A NEW $300,000 study will use techniques including real-time data from gamblers’ mobile phones and monitoring of physical responses to gambling adverts, to assess the effects of sport and race betting inducements.
The study of the “effects of wagering marketing on vulnerable adults” brings together specialist researchers from CQUniversity’s Experimental Gambling Research Laboratory and the Australian Gambling Research Centre.
Lead researcher Professor Nerilee Hing said that, collectively, the research team had decades of gambling research experience.
“There has been community concern expressed at TV adverts in general viewing time including sport and race betting inducements, including ‘happy hours’, short-term sales, refunds, bonuses and rebates,” Prof Hing said.
“We want to look at the impact of these inducements and whether they contribute to harmful gambling.”

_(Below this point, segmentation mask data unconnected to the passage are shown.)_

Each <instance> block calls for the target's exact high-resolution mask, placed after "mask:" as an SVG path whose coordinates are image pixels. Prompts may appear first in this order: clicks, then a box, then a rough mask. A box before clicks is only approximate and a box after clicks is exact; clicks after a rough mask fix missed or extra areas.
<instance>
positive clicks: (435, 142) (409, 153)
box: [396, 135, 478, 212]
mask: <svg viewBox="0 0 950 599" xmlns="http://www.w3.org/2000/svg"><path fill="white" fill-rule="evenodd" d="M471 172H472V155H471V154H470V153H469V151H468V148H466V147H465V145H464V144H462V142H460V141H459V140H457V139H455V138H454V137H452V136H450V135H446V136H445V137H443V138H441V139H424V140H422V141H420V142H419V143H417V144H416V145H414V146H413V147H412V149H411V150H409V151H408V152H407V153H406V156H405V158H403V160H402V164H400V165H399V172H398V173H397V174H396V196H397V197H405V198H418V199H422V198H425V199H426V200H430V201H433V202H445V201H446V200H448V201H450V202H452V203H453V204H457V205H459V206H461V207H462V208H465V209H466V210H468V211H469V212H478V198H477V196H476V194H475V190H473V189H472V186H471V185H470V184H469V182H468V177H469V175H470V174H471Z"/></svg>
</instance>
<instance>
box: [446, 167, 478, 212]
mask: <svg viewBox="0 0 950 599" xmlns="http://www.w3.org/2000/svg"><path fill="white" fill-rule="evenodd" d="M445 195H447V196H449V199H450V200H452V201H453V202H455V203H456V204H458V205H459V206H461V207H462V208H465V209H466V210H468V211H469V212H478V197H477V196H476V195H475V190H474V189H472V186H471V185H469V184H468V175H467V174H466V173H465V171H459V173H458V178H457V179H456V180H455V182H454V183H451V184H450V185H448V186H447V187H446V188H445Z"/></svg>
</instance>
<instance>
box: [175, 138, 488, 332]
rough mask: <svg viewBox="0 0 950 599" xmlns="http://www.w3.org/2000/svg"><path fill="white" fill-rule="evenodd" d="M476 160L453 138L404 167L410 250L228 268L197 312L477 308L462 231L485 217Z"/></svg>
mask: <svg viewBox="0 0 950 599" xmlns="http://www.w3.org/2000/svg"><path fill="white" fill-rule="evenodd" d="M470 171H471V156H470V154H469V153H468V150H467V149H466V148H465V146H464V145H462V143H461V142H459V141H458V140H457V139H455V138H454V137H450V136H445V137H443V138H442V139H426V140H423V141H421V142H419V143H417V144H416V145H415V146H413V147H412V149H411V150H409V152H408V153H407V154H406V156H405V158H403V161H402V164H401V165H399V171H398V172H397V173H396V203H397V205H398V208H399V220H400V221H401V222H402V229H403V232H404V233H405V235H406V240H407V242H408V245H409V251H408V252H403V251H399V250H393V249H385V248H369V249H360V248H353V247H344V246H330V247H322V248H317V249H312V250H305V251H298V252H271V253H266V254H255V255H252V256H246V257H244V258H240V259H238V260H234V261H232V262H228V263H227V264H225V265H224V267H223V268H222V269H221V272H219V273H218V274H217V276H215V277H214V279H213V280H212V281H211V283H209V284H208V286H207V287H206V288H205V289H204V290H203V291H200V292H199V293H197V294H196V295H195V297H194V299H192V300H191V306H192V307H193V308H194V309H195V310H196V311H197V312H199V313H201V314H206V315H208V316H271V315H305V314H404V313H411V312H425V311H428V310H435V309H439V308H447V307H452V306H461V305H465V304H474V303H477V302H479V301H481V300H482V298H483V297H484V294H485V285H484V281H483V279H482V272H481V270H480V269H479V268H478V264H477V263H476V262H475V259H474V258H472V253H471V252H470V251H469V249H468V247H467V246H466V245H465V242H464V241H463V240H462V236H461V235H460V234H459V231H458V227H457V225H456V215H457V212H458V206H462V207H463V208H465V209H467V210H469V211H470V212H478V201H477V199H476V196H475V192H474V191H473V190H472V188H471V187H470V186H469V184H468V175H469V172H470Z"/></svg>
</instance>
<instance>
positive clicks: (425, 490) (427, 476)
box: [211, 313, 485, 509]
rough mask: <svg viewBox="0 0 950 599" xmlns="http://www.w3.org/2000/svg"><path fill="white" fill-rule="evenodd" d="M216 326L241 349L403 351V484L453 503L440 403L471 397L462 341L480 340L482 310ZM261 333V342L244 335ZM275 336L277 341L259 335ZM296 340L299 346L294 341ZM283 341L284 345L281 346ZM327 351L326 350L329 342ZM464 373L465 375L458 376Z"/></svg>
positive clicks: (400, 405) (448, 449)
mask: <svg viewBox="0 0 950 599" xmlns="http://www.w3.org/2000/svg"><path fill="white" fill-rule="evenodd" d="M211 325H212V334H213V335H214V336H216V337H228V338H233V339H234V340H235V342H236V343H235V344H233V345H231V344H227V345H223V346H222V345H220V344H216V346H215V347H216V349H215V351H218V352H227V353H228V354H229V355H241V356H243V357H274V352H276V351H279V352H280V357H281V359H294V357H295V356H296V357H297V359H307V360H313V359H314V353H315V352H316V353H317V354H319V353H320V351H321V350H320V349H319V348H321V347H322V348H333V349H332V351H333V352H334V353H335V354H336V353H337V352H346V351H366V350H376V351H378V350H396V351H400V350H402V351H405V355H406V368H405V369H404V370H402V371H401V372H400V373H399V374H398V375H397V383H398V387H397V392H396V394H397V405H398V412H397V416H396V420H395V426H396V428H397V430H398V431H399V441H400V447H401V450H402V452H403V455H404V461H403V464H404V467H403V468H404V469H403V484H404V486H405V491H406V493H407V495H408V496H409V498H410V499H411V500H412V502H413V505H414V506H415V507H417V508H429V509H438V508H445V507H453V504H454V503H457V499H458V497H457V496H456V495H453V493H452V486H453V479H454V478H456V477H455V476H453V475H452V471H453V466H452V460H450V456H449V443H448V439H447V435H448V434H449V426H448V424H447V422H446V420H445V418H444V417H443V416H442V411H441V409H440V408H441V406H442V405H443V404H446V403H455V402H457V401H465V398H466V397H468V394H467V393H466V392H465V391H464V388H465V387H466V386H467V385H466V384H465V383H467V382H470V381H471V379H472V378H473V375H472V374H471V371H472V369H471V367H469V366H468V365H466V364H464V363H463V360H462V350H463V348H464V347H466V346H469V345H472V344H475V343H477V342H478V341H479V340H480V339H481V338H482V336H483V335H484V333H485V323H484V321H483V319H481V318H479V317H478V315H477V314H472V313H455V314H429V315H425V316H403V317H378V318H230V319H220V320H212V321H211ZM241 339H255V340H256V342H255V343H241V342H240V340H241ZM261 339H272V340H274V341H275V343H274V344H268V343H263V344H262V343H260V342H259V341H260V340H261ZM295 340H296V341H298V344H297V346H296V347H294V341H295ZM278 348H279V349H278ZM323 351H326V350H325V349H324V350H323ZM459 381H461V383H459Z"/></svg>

Prof Hing said the seven stages of research over a two-year period would include a “momentary assessment” study of regular sports and race betters, using their mobile phones to provide real-time data.
“The psycho-physiological study measures skin, heart and eye movement responses to TV adverts for wagering and wagering inducements,” the Bundaberg-based researcher says.
“We will also have an experimental study in controlled settings, to isolate the effects of different types of wagering inducements, and a study of ‘bonus bets’ which tests their attractiveness and betters’ comprehension of their cost.”
Funding for the study has come from the Victorian Responsible Gambling Foundation.